Draghi outlined a four-year 400 billion euro ($544.86 billion) scheme giving banks that have been holding back credit due to looming stress tests an incentive to increase lending to businesses in the euro zone.
Now we are in a completely different world, Draghi told a news conference, citing low inflation, a weak recovery and weak monetary and credit dynamics.
The package, adopted unanimously, was aimed at increasing lending to the "real economy", he said.
The ECB lowered the deposit rate to -0.1%. It cut its main refinancing rate to 0.15%, and the marginal lending rate or emergency borrowing rate to 0.40%.
Draghi said interest rates would stay low for a prolonged period but after Thursday's cut, he omitted a previous regular line that they could go lower. Asked how long it would take for the measures to work their way though into the economy, he said: Most likely we will see immediate effects in the money markets and we will see delayed effects in the real economy attributable to this programme ... It will probably take three or four quarters.
Projections published by the ECB showed inflation would be just 0.7% this year, 1.1% next year and 1.4% in 2016, a downward revision.
Financial markets saluted the ECB measures, even though most of them had been widely anticipated for weeks. The euro fell to a four-month low of $1.3505, down about one cent, after his statement.

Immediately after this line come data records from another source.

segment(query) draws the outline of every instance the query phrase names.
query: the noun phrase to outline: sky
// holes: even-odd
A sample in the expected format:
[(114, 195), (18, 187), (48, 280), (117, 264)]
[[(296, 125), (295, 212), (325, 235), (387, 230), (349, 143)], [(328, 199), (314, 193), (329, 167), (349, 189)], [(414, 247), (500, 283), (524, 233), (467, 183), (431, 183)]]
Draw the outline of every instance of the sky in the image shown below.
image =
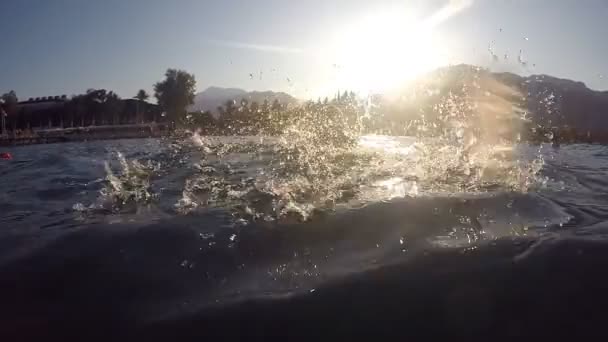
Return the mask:
[(468, 63), (608, 90), (606, 0), (2, 0), (0, 93), (123, 98), (167, 68), (316, 98)]

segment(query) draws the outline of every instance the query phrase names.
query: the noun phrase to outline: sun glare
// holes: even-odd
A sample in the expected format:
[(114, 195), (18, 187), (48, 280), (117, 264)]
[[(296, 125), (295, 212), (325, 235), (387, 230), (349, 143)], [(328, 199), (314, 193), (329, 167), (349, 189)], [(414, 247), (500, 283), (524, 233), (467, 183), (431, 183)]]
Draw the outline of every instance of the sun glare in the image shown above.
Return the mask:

French President Francois Hollande, who has been calling for months for ECB action to weaken the euro's exchange rate, which Paris argues is holding back economic recovery, welcomed the central bank's decision.
German Chancellor Angela Merkel declined comment, noting that the ECB took its decisions independently of governments. Her finance minister, Wolfgang Schaeuble, said low interest rates were not a long-term solution.
Low rates are unpopular in Germany, Europe's biggest economy, because they are seen as penalising savers.
Conservative German economist Hans-Werner Sinn of the Ifo institute said the ECB's moves smacked of desperation and would not work.
This is a desperate attempt, with ever cheaper money and penalty rates on deposits, to shift capital flows to southern Europe in order to stimulate growth there, he said.